The Budget aims at doubling farmers’ income, augment health infrastructure, education for all, opportunities for youth, women empowerment, and inclusive development. It draws a roadmap for asset monetisation and privatisation of non-strategic public sector units, and introduces enhanced customs duty to further accelerate the ‘Make in India’ flagship programme.
Proposals to privatise two public sector banks and the state-owned insurance and investment corporation and setting-up of bad bank to take over non-performing assets would help banks focus on lending and will be transformative to the financial sector. ‘One country, one Securities code’ will eliminate duplication, simplify the law and stimulate ease of doing business in India. Setting-up of a Development Finance Institution to provide, enable and catalyse infrastructure financing is a step in the right direction.
Budget 2021 also broached key themes of research and innovation, education and digital skilling and promoting startups.
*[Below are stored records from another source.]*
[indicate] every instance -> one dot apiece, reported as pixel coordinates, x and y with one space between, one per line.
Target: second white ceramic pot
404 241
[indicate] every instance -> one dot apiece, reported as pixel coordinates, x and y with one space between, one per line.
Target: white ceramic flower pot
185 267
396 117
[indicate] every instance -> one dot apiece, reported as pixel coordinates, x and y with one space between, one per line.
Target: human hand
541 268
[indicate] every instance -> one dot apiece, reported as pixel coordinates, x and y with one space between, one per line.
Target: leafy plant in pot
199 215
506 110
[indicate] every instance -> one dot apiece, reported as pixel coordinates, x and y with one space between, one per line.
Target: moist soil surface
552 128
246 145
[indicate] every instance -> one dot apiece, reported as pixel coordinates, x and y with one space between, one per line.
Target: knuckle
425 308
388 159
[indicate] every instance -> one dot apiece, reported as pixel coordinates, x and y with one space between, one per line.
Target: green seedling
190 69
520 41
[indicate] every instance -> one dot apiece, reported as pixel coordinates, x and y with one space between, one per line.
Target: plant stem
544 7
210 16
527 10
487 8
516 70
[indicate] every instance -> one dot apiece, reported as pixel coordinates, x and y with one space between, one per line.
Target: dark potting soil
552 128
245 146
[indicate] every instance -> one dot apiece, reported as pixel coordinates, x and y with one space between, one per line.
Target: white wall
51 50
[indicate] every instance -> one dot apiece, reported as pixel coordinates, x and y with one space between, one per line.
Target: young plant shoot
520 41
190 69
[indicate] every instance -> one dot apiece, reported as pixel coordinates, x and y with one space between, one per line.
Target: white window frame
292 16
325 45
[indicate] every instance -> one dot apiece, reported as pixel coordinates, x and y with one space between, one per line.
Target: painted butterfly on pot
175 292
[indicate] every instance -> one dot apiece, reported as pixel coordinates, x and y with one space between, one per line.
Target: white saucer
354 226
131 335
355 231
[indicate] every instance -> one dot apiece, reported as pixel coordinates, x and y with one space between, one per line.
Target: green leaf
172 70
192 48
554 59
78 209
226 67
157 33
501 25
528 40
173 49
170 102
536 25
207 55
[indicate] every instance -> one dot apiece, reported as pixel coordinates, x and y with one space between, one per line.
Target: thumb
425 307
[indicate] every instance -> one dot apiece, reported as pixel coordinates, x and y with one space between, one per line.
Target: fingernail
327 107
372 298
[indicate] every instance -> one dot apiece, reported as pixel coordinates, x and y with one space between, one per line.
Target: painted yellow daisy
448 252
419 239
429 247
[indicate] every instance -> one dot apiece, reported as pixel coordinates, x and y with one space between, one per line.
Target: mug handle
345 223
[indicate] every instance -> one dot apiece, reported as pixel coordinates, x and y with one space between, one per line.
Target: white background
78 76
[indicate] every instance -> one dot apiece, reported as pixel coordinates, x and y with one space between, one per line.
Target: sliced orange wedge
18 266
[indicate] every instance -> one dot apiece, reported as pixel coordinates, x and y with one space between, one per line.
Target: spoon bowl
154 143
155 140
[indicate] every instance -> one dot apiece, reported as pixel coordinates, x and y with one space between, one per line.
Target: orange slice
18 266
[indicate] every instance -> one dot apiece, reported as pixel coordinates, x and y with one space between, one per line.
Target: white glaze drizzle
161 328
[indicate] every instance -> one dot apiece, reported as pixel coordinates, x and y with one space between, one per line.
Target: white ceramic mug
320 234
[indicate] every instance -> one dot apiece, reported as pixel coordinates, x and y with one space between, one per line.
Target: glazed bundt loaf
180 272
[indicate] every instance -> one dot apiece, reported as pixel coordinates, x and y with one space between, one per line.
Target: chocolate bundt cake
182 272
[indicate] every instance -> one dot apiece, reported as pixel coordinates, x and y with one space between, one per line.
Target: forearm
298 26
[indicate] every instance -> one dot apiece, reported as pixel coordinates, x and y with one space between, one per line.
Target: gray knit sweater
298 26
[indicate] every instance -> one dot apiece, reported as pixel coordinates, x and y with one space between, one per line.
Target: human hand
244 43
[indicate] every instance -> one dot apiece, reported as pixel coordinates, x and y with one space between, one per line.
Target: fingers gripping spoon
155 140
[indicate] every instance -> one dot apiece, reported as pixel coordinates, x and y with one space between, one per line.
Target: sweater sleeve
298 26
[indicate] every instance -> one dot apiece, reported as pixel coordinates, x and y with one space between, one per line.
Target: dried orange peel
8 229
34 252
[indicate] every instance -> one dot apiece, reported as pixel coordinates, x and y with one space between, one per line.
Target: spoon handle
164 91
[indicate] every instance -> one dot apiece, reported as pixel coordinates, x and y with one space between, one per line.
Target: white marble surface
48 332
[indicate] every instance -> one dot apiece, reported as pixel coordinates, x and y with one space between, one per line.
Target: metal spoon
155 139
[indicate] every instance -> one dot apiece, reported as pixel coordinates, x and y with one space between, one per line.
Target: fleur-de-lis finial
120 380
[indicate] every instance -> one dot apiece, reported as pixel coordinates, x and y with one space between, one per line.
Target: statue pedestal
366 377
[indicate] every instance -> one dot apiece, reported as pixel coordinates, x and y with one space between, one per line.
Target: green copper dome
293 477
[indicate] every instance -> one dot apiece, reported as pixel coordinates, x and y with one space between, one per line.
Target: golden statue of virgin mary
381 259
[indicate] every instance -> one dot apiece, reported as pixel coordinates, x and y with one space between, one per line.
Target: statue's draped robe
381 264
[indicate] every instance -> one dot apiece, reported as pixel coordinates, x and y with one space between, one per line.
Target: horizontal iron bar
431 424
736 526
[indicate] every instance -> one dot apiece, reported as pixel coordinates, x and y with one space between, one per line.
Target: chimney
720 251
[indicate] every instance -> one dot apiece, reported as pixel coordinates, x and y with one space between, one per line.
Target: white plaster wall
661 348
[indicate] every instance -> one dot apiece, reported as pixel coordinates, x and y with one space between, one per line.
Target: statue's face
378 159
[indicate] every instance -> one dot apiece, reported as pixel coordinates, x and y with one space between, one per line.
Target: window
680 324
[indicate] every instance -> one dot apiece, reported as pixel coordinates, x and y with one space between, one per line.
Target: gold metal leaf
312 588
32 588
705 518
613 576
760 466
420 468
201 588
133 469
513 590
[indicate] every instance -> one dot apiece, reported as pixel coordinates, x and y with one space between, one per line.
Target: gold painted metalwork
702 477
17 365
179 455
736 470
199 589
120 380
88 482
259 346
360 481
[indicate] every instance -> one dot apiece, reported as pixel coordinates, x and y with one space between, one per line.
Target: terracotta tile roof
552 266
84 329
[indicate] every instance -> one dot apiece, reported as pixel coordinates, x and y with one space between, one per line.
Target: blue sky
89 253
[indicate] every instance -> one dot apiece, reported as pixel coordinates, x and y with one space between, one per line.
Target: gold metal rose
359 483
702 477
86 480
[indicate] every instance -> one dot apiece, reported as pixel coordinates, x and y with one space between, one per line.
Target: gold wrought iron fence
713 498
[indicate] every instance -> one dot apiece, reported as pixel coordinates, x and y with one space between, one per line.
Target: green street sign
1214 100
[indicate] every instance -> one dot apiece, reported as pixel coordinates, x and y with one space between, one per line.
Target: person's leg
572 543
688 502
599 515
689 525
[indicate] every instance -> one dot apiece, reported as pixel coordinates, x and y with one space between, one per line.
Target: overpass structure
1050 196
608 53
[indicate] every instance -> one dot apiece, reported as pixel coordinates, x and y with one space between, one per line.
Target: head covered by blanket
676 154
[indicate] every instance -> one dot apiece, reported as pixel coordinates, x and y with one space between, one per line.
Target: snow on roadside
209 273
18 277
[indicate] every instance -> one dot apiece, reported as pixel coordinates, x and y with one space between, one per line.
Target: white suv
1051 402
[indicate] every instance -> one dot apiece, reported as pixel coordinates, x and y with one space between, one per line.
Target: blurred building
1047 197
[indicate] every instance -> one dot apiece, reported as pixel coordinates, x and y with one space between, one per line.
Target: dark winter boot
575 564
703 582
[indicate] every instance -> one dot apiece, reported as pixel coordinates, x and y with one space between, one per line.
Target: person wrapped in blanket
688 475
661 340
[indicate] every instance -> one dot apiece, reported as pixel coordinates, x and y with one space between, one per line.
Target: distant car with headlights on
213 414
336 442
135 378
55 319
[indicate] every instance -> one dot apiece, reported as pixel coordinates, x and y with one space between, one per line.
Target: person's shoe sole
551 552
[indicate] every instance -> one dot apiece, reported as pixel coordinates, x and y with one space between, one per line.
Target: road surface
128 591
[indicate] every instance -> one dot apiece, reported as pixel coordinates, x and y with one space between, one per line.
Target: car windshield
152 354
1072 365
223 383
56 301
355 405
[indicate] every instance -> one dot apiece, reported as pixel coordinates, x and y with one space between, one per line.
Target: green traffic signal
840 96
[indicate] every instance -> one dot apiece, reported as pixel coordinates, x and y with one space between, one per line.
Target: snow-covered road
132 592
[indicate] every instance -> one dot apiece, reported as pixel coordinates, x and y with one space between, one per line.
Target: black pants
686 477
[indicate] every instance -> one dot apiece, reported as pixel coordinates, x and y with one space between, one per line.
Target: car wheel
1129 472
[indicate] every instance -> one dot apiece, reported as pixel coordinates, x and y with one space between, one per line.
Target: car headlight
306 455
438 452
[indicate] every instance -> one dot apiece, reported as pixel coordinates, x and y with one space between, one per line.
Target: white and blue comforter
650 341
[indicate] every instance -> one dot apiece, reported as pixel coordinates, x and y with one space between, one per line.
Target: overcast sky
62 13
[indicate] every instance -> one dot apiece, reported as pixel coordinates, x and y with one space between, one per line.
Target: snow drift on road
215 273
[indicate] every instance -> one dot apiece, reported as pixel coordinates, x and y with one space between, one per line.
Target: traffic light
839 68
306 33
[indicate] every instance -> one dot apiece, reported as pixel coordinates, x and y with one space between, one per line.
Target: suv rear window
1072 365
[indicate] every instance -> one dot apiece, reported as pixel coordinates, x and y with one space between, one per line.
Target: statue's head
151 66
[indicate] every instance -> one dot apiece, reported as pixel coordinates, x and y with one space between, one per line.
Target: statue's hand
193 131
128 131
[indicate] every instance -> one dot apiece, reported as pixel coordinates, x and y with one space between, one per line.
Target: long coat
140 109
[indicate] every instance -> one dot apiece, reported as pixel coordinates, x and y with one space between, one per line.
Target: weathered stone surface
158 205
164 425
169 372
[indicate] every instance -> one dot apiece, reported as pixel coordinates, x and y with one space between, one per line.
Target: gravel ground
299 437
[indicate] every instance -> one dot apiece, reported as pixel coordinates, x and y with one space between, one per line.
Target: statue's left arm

The India growth story will be incomplete without startups getting their due recognition. Tax incentives for startups have been further enhanced by a year and compliance provisions for One Person Company (OPC), which will see increased investments in the startup space, have been made less tedious. These announcements will provide a boost to the innovation and R&D [research and development] ecosystem in India, and monetise its rich demographic dividends that will steer the country's digital future and create large capability hubs to undertake global transformation.
India Inc’s worst fears of the levy of a Covid-19 cess, reinstatement of the wealth tax, a hike in capital gains tax or securities transaction tax, rich tax, and more, in the aftermath of Covid-19 were put to rest. Budget 2021 did not tinker with any of the existing rates, but instead excluded dividends from advance tax computation, slashed down the time limits for income escapement tax proceedings, curtailed timelines to complete assessment, and dispute resolution by setting-up a Dispute Resolution Committee, and so on.
Markets cheered when foreign institutional investors (FIIs) were finally given an option to access the more beneficial tax treaty provisions for offering dividends to income tax in India. Non-withholding of tax on REITs and InvITs and clarifications on tax provisions relating to investments by sovereign wealth funds and pension funds will further promote funding in the infrastructure space.
The budget also emphasises skilling programs, GST reform path, tackling the issue of inverted duty structure; frictionless customs duty structure; ease of doing business, reducing compliance burden for senior citizens, and a new national policy on official statistics to improve data collection and dissemination with the help of technology. These are encouraging steps promising ease and growth.
Overall, the Finance Minister has prioritised an aggressive approach with sizeable investments in healthcare and infrastructure sector that carry a high multiplier effect.
The writer is an Office Managing Partner, Bangalore at KPMG In India
The thoughts and opinions shared here are of the author.